Постепенно, начавшись в груди, эти спазмы стали дрожью расходиться по всему его телу. Ляля Гавриловна не только чувствовала этот трепет под своей левой рукой, державшей его под ребрами, но и ощущала это всей своей левой стороной, прижатой к страдальцу. Его лицо под Лялиной ладонью потеплело – сомнений не было, так начиналась горячка.
Через час коляска остановилась: кучер слез и отворил дверцу. Внутрь экипажа ворвался зябкий ночной воздух. Кучер уставился на Лялу, и та поспешно оправила вуалетку.
– Пасси, Madame.
– Мсьё, боюсь, моему брату понадобится помощь.
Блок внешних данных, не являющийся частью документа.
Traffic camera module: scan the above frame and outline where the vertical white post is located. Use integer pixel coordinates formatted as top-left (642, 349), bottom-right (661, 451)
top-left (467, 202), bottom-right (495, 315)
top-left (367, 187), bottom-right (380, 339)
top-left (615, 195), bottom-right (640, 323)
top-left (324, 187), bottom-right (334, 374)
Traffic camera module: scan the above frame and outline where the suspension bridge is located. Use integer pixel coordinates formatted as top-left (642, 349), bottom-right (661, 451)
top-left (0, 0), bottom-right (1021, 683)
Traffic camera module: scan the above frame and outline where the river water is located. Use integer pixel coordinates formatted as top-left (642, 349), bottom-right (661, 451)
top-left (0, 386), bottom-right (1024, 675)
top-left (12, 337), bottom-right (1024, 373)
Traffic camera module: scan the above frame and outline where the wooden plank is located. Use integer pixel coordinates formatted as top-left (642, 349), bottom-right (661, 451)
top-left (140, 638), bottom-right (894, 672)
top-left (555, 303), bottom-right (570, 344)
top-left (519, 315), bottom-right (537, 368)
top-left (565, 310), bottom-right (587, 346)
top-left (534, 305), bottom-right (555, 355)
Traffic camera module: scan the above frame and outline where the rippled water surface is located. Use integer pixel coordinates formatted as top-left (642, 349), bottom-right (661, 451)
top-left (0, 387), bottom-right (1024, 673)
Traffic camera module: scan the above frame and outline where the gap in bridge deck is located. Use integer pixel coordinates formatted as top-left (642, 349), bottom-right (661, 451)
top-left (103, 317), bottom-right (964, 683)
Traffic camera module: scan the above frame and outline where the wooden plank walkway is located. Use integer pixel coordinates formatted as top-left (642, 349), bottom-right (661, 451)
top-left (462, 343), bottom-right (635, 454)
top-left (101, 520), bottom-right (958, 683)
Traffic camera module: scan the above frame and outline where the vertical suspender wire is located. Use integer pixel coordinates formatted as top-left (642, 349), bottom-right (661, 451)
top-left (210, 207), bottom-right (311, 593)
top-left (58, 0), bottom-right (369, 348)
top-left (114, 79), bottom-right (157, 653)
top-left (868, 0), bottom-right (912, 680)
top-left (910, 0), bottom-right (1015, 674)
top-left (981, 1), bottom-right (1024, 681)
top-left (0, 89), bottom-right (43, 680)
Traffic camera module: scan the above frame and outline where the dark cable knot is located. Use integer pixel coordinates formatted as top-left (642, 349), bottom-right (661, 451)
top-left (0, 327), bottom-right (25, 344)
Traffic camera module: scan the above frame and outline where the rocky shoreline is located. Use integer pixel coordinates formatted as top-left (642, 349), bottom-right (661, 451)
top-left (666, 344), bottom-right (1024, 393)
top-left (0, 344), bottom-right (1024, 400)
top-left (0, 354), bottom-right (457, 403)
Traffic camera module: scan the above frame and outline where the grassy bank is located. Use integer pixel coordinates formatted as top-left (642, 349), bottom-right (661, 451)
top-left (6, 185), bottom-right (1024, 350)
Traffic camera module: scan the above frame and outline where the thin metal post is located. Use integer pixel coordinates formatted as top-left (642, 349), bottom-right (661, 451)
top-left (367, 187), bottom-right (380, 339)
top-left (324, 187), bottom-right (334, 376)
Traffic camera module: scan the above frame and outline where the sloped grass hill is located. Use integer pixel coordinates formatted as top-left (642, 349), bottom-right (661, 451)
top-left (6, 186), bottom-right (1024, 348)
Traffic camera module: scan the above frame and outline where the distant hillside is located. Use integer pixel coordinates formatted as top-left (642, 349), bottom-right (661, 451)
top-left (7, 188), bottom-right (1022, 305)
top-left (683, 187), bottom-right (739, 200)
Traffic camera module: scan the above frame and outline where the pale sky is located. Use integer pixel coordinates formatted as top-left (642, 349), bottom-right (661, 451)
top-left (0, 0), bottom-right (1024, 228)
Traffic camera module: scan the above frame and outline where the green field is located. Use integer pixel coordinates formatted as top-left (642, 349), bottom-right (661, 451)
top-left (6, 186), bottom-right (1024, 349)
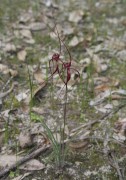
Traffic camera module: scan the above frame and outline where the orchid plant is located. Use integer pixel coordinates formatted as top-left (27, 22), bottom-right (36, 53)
top-left (42, 25), bottom-right (80, 167)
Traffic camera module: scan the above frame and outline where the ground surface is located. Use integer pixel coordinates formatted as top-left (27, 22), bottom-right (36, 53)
top-left (0, 0), bottom-right (126, 180)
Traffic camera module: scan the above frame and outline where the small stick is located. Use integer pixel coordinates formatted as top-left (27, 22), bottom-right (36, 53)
top-left (0, 145), bottom-right (51, 178)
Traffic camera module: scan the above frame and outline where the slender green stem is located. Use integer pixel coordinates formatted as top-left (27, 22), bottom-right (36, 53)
top-left (62, 84), bottom-right (68, 164)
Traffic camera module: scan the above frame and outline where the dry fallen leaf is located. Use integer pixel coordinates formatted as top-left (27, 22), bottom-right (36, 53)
top-left (15, 92), bottom-right (28, 102)
top-left (0, 154), bottom-right (45, 171)
top-left (69, 10), bottom-right (84, 23)
top-left (34, 68), bottom-right (44, 84)
top-left (29, 22), bottom-right (46, 31)
top-left (19, 159), bottom-right (45, 171)
top-left (12, 173), bottom-right (31, 180)
top-left (20, 29), bottom-right (32, 39)
top-left (19, 131), bottom-right (33, 148)
top-left (4, 43), bottom-right (16, 53)
top-left (69, 36), bottom-right (79, 47)
top-left (17, 50), bottom-right (27, 61)
top-left (0, 64), bottom-right (8, 74)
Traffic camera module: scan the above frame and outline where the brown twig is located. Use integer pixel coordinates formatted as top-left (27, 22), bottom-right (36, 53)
top-left (0, 145), bottom-right (51, 178)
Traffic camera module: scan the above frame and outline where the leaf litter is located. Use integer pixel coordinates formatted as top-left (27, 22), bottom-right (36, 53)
top-left (0, 0), bottom-right (126, 179)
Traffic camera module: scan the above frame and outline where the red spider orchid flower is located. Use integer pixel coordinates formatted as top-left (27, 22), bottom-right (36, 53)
top-left (59, 61), bottom-right (80, 86)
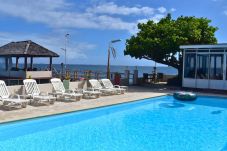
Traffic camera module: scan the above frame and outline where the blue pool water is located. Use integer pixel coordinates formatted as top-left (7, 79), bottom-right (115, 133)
top-left (0, 96), bottom-right (227, 151)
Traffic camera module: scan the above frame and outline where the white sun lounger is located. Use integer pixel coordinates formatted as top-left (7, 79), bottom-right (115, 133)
top-left (0, 80), bottom-right (28, 109)
top-left (89, 79), bottom-right (116, 95)
top-left (50, 78), bottom-right (83, 101)
top-left (101, 79), bottom-right (126, 94)
top-left (23, 79), bottom-right (56, 104)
Она медленно освободилась, оставив Развалова на сиденье, после секундного колебания сняла свою тальму и накинула сверху на него. Вышла из экипажа – дверь дома № 6 по Рю-дю-Рос была метрах в семи. Она позвонила. Madame Concierge в ночном чепце посмотрела на неё сначала через щёлку, затем с удивлением приоткрыла дверь:
– Oui, fille?[67]
– Madame, – Ляля говорила громким шёпотом, – Madame, Мсьё Развалов приехал в этом экипаже, но он… Прошу, Madame, будем говорить очень тихо. Мсьё Развалову нужен врач. Прошу, пусть соседи не узнают. Если Мсьё Никитин тут, только предупредите его.